- Country: Vietnam
- Location: Phú Mỹ, Tân Thành District, Bà Rịa–Vũng Tàu province
- Coordinates: 10°36′20″N 107°02′12″E﻿ / ﻿10.6056°N 107.0367°E
- Status: Operational
- Construction began: 1998
- Commission date: 2000
- Owner: Vietnam Electricity

Thermal power station
- Primary fuel: Natural gas
- Combined cycle?: Yes
- Cogeneration?: Yes

Power generation
- Nameplate capacity: 1,090 MW

= Phú Mỹ Power Plants =

Power generation complex located in Vietnam

Phú Mỹ Power Plants is a power generation complex located in Phú Mỹ, Tân Thành District, Bà Rịa–Vũng Tàu province, Vietnam. The complex is located next to Thị Vải River. Its combined generation capacity is 3,900 MW providing about 40% of Vietnam's total electricity. The complex consist of Phú Mỹ 1, 2-1, 2-2, 3 and 4 power plants.

All power plants are fuelled by natural gas while standby fuel is distilled oil. Gas is supplied from Bạch Hổ oil field and Nam Con Son Basin's gas fields.

==Phú Mỹ 1==
The Phú Mỹ 1 power plant is a combined cycle plant operated by Vietnam Electricity. It is equipped by three gas turbines with output capacity of 240 MW each and with a steam turbine with output capacity of 360 MW. Its full capacity is 1,090 MW. Natural gas for the plant is supplied by Vietsovpetro.

Construction of Phú Mỹ 1 started in September 1998 and the plant was commissioned in May 2000. It was built by Mitsubishi Heavy Industries and cost US$530 million. 85% of costs was financed by Japan through Overseas Economic Co-operation Fund and 15% was financed by the Vietnamese government.

==Phú Mỹ 2–1==
Phú Mỹ 2–1 power plant is a 900 MW combined cycle power plant with six units. It is operated by Vietnam Electricity.

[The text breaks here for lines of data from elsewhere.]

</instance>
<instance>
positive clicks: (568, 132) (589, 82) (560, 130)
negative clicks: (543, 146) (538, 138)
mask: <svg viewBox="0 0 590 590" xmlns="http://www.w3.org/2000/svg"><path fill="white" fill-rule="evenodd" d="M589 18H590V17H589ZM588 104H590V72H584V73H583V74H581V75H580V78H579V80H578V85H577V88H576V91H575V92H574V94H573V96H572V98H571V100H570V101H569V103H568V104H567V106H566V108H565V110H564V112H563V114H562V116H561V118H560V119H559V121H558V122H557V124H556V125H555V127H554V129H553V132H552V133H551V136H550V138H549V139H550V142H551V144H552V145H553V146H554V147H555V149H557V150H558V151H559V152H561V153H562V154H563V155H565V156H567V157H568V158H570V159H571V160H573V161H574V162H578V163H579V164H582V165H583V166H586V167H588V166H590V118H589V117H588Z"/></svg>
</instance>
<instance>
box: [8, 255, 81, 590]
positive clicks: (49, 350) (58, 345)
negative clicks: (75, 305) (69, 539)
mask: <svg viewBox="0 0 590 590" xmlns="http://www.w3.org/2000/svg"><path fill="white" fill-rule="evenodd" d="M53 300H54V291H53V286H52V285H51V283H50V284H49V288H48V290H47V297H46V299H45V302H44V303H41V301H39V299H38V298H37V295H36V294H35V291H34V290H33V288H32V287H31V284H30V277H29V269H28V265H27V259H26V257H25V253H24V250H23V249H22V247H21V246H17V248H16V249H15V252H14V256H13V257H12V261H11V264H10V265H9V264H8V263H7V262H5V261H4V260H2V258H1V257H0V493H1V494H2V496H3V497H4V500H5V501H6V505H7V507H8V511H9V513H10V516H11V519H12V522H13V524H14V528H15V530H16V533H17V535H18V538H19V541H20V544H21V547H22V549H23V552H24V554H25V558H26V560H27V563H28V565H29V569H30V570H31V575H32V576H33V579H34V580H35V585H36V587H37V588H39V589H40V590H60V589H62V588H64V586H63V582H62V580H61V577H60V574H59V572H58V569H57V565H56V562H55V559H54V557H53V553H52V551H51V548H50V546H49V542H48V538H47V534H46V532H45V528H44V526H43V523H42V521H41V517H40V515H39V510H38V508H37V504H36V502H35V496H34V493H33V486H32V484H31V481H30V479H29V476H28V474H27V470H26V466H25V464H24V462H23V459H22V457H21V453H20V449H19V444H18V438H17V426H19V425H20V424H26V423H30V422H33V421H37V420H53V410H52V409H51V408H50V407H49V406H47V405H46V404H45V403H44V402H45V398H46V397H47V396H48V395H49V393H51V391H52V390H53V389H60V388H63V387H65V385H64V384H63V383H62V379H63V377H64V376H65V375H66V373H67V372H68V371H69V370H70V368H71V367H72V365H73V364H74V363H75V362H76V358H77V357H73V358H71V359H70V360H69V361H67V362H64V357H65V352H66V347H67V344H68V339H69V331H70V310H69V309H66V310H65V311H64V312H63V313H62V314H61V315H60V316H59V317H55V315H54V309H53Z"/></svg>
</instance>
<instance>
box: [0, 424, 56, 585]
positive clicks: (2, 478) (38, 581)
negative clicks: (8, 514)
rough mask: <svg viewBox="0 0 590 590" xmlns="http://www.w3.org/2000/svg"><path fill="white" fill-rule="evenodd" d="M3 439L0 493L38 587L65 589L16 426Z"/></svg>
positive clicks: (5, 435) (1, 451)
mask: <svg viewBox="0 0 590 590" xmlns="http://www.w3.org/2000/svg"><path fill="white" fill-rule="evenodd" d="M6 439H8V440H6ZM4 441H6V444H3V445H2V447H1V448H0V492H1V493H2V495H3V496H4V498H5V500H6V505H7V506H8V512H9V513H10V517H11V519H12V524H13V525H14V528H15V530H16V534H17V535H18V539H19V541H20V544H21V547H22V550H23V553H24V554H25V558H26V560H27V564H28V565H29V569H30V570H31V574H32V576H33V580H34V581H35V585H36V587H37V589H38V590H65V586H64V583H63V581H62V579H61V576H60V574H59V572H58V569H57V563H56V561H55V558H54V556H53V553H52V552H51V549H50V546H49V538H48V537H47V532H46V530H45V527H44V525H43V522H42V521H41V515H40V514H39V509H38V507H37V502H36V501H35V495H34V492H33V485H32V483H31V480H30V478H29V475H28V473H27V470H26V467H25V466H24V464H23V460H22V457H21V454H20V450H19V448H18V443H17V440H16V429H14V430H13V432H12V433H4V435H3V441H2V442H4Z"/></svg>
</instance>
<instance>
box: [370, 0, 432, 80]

Construction of the plant started in 1995 and it was commissioned in 1997. This time it was equipped with two 144 MW gas turbines and a 160 MW steam turbine. The extension was commissioned at the end of 2002 by Siemens. The World Bank financed extension through an IDA credit

==Phú Mỹ 2–2==
The Phú Mỹ 2–2 power plant is a 715 MW combined cycle power plant with two gas-fired turbines and an add-on steam turbine. The plant is operated by Mekong Energy Limited, a consortium of Électricité de France, Sumitomo and the Tokyo Electric Power Company. Natural gas for the plant is supplied by Petrovietnam. Produced electricity is sold to Vietnam Electricity.

Phú Mỹ 2–2 is implemented as a 20-year build–operate–transfer project. The tender was launched in October 1997 and the agreements were signed in September 2001. First electricity was produced in February 2005 and the plant was fully commissioned in October 2005. It cost $400 million. The World Bank provided a partial credit guarantee through IDA.

==Phú Mỹ 3==
The Phú Mỹ 3 is power plant is a 715 MW combined-cycle power plant with two 250 MW gas turbines and one 250 MW steam turbine. Generators were supplied and installed by Siemens. The build–operate–transfer licence was provided to BP Amoco in May 2001. The plant was fully commissioned in March 2004. The plant was operated by BP Global Power and currently is operated by Sembcorp.

The plant cost $412 million, consisting of a $309 million syndicated loan and $103 million of equity. The Asian Development Bank provided a $40 million loan and $32 million of political risk guarantees, Multilateral Investment Guarantee Agency provided $138 million of political risk guarantees, Japan Bank for International Cooperation provided a $99 million loan and Nippon Export and Investment Insurance provided additional political risk coverage. A $170 million loan was provided by the syndicate of Bank of Tokyo-Mitsubishi, Crédit Agricole Indosuez, Crédit Lyonnais, Fortis Bank, and Mizuho Corporate Bank.

In 2010, BP sold the plant together with its other assets in Vietnam to TNK-BP.

==Phú Mỹ 4==
The Phú Mỹ 4 is power plant is a 450 MW combined-cycle power plant with two gas turbines and one steam turbine. It is operated by Vietnam Electricity. It became operational in 2004.

The €238 million power plant was built by Alstom and Marubeni. The project management contractor was Jurong Engineering.